Anggaran Menu MBG Kurang Rp15.000 per porsi, Insentif Rp2.000, Ini Penjelasan BGN

JurnalLugas.ComBadan Gizi Nasional (BGN) Badan Gizi Nasional kembali menegaskan bahwa anggaran bahan baku untuk Program Makan Bergizi Gratis (MBG) tidak sebesar Rp15.000 per porsi. Klarifikasi ini disampaikan menyusul perbincangan di media sosial yang mempertanyakan komposisi menu Ramadhan dan besaran biaya yang digunakan.

Anggaran MBG Rp8.000–Rp10.000 per Porsi, Ini Penjelasan Resmi BGN

Wakil Kepala BGN Bidang Komunikasi dan Investigasi, Nanik S. Deyang, menegaskan bahwa dana yang dialokasikan khusus untuk bahan makanan telah ditetapkan sesuai kelompok penerima manfaat.

Bacaan Lainnya

“Untuk balita, PAUD, TK hingga SD kelas 1–3, anggaran bahan baku makanan sebesar Rp8.000 per porsi.
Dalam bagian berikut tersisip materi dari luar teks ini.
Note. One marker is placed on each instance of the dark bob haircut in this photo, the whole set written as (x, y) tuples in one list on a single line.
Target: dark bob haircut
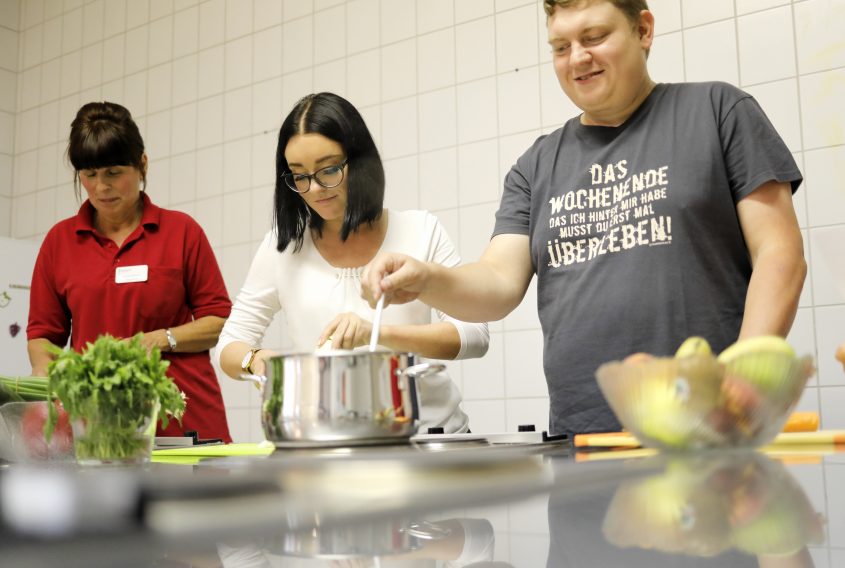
[(102, 135), (335, 118)]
Sedangkan SD kelas 4 ke atas sampai ibu menyusui sebesar Rp10.000 per porsi,” ujar Nanik di Jakarta, Selasa (24/2/2026).

Penegasan ini sekaligus meluruskan anggapan publik yang menyebut anggaran MBG mencapai Rp13.000 hingga Rp15.000 sepenuhnya digunakan untuk bahan makanan. Menurut Nanik, angka tersebut merupakan total pagu per porsi yang mencakup komponen operasional dan fasilitas pendukung.

Rincian Biaya Operasional Program MBG

BGN menjelaskan bahwa selain bahan baku, terdapat alokasi Rp3.000 per porsi untuk kebutuhan operasional. Anggaran ini digunakan untuk mendukung kelancaran distribusi dan pengelolaan makanan bergizi di lapangan.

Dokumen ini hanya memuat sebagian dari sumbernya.